Smoothing over local African-Chinese relations could face hurdles

Beijing has mobilized rapidly to dissipate the outcry of grieved African leaders and people, especially as African ministers from Ghana, Kenya, Nigeria, and elsewhere have expressed serious concerns over the treatment of African expatriates in China. In response, the Chinese foreign minister has promised equal treatment of all foreign nationals in China and blamed the rupture on the “manipulation by certain forces.” The Foreign Ministry and Guangzhou authorities have even begun coordinating to provide lodging and food to affected resident Africans. Whether Beijing’s self-claimed “zero-tolerance” of racism and discrimination is disingenuous is, at the very least, subject to debate. However, when the African population is singled out—either in reality or by government emphasis—as the source of new infections in Guangzhou and elsewhere, discriminative rhetoric and actions are bound to follow. Compounding issues, the government did not provide any safety net or any alternative accommodation for local Africans to fall back on, directly causing more distress and hardship.

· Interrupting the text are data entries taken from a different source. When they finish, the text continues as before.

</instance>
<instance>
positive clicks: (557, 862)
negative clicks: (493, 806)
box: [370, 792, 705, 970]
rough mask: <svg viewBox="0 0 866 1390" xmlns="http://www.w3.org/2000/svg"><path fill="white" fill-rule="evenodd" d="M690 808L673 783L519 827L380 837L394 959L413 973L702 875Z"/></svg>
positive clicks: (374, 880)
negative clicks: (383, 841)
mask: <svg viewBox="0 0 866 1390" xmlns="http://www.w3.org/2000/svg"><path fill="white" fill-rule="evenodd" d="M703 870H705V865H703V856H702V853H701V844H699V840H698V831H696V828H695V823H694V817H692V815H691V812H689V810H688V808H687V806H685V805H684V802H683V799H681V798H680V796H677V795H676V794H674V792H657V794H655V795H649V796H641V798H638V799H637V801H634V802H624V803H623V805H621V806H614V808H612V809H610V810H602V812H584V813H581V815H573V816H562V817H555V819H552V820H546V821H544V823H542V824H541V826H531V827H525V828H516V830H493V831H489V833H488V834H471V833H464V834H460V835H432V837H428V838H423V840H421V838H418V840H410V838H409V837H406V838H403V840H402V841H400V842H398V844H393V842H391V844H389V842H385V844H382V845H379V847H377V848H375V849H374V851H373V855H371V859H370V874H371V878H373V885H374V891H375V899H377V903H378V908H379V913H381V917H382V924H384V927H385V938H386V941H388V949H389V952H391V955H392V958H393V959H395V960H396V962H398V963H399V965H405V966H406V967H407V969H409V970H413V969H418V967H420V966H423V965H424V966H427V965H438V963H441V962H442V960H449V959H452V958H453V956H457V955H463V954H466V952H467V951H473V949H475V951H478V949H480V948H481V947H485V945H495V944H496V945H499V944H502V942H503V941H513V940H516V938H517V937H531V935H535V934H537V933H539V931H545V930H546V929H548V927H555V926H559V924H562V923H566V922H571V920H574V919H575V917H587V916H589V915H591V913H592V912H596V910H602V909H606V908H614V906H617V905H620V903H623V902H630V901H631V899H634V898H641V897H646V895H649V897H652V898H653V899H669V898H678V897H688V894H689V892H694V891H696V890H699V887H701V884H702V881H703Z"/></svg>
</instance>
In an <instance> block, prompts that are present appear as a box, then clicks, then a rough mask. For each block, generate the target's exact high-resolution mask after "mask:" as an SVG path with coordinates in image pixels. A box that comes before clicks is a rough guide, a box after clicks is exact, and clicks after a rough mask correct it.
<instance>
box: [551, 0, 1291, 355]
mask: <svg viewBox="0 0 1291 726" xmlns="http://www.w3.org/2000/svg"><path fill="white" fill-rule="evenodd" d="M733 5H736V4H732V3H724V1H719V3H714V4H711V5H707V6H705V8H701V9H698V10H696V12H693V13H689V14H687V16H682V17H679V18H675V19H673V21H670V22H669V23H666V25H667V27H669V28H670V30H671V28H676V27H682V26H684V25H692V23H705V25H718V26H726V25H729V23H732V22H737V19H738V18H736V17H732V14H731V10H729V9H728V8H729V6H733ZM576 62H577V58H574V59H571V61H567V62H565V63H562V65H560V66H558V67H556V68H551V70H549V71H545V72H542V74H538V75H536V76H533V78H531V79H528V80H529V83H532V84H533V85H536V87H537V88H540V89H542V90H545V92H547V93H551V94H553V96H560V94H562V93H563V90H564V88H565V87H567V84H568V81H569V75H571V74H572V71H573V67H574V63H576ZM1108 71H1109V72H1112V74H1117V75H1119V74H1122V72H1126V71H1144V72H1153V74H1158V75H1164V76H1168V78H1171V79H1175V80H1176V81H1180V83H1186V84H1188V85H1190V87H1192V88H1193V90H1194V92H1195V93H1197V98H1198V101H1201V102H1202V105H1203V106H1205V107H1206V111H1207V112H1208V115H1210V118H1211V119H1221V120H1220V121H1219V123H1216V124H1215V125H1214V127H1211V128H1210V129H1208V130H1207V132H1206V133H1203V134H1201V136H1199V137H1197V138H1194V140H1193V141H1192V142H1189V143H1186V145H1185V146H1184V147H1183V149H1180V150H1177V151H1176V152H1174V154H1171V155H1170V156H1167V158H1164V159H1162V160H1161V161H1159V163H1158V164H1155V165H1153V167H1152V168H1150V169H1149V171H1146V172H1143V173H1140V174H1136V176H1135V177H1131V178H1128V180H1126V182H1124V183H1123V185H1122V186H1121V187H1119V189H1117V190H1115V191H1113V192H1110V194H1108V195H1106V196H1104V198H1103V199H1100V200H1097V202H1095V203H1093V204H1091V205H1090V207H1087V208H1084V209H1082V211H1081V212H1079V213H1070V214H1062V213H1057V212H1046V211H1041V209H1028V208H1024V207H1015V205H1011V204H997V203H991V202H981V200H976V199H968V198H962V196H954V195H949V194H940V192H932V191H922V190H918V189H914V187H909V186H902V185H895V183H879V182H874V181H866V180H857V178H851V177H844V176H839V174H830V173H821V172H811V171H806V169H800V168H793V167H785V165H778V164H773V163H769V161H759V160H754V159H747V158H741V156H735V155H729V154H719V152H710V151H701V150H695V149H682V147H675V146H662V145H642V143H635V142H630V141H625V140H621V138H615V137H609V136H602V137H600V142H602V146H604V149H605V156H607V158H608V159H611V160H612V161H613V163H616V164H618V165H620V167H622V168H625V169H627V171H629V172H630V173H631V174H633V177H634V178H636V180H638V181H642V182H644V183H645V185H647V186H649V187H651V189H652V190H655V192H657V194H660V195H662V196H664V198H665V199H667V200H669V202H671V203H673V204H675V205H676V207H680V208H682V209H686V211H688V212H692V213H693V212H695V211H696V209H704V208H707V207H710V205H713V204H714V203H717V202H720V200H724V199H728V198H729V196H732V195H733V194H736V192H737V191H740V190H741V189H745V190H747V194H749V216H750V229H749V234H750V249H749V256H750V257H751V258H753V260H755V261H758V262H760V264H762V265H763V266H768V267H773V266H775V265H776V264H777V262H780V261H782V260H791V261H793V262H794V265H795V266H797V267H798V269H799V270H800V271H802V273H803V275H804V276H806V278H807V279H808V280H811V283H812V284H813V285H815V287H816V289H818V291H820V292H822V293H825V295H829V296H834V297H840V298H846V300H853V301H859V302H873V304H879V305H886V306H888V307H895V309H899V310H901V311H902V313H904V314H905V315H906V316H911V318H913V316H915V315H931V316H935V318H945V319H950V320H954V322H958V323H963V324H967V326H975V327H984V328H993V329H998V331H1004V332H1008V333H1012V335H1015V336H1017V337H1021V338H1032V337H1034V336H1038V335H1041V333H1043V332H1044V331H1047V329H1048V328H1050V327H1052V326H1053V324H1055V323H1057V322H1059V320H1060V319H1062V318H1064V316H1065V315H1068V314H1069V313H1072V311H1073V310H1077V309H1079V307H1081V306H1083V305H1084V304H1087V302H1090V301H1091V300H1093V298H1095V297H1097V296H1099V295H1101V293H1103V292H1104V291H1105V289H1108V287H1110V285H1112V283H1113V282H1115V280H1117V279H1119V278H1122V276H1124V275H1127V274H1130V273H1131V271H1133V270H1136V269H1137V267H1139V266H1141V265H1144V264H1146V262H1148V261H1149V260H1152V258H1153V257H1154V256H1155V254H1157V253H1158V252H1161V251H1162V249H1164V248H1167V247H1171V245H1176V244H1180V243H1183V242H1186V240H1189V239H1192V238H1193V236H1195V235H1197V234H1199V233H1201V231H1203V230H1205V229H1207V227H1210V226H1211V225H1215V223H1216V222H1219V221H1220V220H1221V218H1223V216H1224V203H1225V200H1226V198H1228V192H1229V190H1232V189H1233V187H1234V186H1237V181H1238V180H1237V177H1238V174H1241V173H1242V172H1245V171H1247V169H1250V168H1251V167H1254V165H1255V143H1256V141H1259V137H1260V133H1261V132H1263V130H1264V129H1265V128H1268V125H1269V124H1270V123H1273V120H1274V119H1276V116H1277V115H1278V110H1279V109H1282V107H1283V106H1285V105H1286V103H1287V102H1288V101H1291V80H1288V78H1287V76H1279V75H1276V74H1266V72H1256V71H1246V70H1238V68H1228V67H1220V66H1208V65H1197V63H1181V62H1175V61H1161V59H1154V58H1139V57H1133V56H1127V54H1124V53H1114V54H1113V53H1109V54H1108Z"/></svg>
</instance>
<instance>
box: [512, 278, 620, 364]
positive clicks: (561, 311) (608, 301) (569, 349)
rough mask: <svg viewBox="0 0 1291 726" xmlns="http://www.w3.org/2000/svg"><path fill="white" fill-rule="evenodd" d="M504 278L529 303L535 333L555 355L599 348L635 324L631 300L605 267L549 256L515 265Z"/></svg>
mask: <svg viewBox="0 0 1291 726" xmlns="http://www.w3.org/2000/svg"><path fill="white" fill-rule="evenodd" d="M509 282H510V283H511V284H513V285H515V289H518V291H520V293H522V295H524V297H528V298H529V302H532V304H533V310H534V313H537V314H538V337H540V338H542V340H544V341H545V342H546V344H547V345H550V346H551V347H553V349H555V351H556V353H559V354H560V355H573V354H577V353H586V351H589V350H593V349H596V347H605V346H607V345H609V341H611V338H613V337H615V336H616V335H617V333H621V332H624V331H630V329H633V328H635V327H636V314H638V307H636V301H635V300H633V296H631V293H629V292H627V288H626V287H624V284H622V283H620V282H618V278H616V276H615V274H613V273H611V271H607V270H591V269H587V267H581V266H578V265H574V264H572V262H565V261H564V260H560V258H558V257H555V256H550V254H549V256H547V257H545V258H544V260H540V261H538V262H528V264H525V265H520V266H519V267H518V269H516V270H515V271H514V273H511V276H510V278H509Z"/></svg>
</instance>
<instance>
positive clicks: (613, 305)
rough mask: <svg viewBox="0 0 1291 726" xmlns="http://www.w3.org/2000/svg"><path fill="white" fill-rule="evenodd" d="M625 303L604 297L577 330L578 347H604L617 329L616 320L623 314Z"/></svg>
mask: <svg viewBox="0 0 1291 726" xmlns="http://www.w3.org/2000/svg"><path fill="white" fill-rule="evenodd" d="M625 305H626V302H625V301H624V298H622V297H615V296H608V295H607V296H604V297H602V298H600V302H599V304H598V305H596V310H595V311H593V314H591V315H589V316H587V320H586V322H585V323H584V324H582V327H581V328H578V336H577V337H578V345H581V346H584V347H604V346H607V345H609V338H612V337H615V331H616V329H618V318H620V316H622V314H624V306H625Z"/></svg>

How the local community will accept the African population again once the crisis is over, and whether the African population will suffer the entrenched negative perceptions of the locals over a long period of time are questions that the Chinese authorities can’t answer right now. But Beijing needs to design policies now in order to ensure local Africans’ reintegration into local communities and punitive measures for future discriminatory practices against African nationals. The case of Africans in Guangzhou might seem unique, but other countries could soon face a similar problem. Foreign immigrants constitute some of the most vulnerable communities in some Western countries. Due to language barriers, higher density of boarding, and lack of farsightedness from the government, they could very quickly turn into the foremost victims of COVID-19. The case of China should serve as a warning and a lesson for the rest of the world.